Model training procedure

This document will explain how to train model using this codebase. The codebase was modified many times during the competition then it is no so clean as it should be :(

Here I will describe 2 main points:

Data preparation
Model training
Model preparation for submission

Data preparation

Product10k and dev-set

In both cases there was no change in the files from this dataset. Just place them in folder like dataset. My folder structure for these datasets in following:

Product10K
- train
- train.csv
- test
- test_kaggletest.csv

development_test_data
- gallery
- gallery.csv
- queries
- queries.csv

Amazon Review

Note: to get requested files, you need to use gitlab repo with Git LFS installed. The whole repo require > 20 GB.

I decided to use this dataset as from the review dataset we can get product images and user images. Connecting both of them allow to create pairs. The main problem of using such dataset is that not all images from user are correct one (in sense of Visual-Search system). Like they present the detail of product (like 5x zoom) or product was damage.

To filter out this kind of images I decided to implement following pipeline:

extract the embedding for each image (for both, product and user image)
create all possible pairs product vs user and calculate cosine similarity between them
take only these images that mean cosine similarity value > TH (I've chosen 0.6 and 0.5)

Such pipeline enabled my to create dataset of ~400k images for 0.6(dataset/amazon_review_mean_06_full_images.csv) and 800k for 0.5 (dataset/amazon_review_mean_05_full_images.csv).

Run:

cat dataset/images_mean_50k_800.parta* > images_mean_50k_800.tar
tar -xf images_mean_50k_800.tar

to get prepared dataset.

Folder structure:

Amazon-review
- amazon_review_mean_05_full_images.csv
- amazon_review_mean_06_full_images.csv
- images_mean_50k

How I created dataset

In dataset/dataset_creation_steps there is 4 scripts which I used to prepare dataset.

Download the data from page. I downloaded these categories

AMAZON_FASHION
All_Beauty
Appliances
Clothing_Shoes_and_Jewelry
Electronics
Home_and_Kitchen
Office_Products
Sports_and_Outdoors
Toys_and_Games

Create a parquet files which will store only product which have reviews with images

python get_pairs.py <downloaded_single_json>
python get_pairs.py <Office_Products.json>

Extract the features for each image. I model from Phase-2 (more on later). I didn't save images as here I'm processing them 10x than I will need in final step. Script will save snapshot every 1k iterations.

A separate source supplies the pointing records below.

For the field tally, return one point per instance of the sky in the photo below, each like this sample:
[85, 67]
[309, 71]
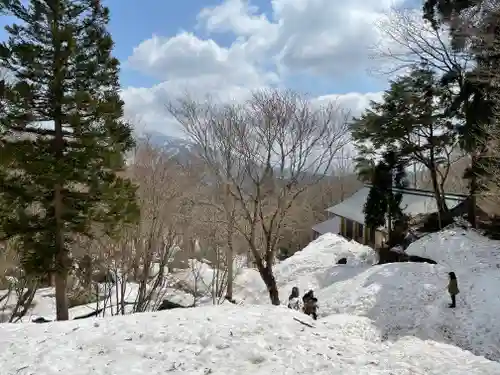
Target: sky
[227, 48]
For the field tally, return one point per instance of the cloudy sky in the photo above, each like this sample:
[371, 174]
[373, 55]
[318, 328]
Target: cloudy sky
[322, 48]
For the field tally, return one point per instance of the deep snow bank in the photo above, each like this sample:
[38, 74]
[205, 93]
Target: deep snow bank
[224, 340]
[403, 299]
[314, 267]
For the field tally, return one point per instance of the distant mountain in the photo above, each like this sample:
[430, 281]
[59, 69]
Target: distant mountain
[182, 149]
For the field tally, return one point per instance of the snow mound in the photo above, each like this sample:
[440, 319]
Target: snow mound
[224, 341]
[458, 249]
[406, 299]
[314, 267]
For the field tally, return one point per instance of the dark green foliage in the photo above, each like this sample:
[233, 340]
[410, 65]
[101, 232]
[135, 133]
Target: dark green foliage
[412, 119]
[376, 205]
[477, 99]
[63, 137]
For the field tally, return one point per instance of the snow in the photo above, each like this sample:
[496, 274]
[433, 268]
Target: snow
[373, 319]
[225, 340]
[404, 299]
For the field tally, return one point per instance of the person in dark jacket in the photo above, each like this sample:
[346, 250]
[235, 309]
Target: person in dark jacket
[453, 289]
[293, 299]
[310, 304]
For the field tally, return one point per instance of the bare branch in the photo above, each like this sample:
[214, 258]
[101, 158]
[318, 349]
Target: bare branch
[267, 152]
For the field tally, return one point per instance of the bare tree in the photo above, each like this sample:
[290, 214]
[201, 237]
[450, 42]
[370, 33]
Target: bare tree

python extract_features.py <parquet_file>
python extract_features.py Toys_and_Games.parquet

Now extract the images/product which are ok for our case. So calculate cosine similarity between images in same product and take only these one which have score above 0.5/0.6

python analyse_pairs.py <path_to_parquet> "<path_to_foolder_with_embeddings>/*.embeddings"
python analyse_pairs.py Clothing_Shoes_and_Jewelry/Clothing_Shoes_and_Jewelry_pairs.parquet "Clothing_Shoes_and_Jewelry/Clothing_Shoes_and_Jewelry_pairs.parquet_*.embeddings"

Download the images

python download_images.py

Merge all departments to single file. It will save the last CSV file which can be used for training

python prepare_training_set.py

These scripts were extracted from Notebooks so they are kind of chaos. If anything does not work, just ping me.

Config setup

In each config there is dataset section:

dataset:
    product10k:
        train_valid_root: '<path_to_Product10K_dir>
        train_prefix: 'train/'
        train_list: 'train.csv'
        val_prefix: 'test/'
        val_list: 'test_kaggletest.csv'

    dev_set:
        eval_root: "<path_to_development_test_data>"
        gallery: 'gallery.csv'
        queries: 'queries.csv'

    seed: 42
    num_of_classes: 9700
    input_size: 224
    batch_size: 48
    augmentations: 'default'
    augmentations_valid: 'default'
    num_workers: 8

You need to set dataset.product10k.train_valid_root and dataset.dev_set.eval_root (also in case of XBM Amazon review dataset need to be setup)

Model Training

Before describing the model training recipes, here are the requirements for training the model. All training were run on GCP.

Setup

Environment

conda create -n aicrowd python=3.8
pip install -r requirements.txt

Machine The training require GPU with 40GB of memory. I run it on single A100.

Training

Model was training in couple of phases, as I was refining the training recipes. To speed-up first step, I used lower resolution (224). Later on I was using 256.

Main inspiration:

4th place from Universal Image Embedding competition code
- it uses AutoAugument as Data Augmentation technique
- warmup + cosine LR Scheduler
- ArcMarginProduct_subcenter with adjustable margins per class
XBM
- use contrastive learning loss + memory-bank to make more pair comparisons
- this works great if dataset have > ~10k classes.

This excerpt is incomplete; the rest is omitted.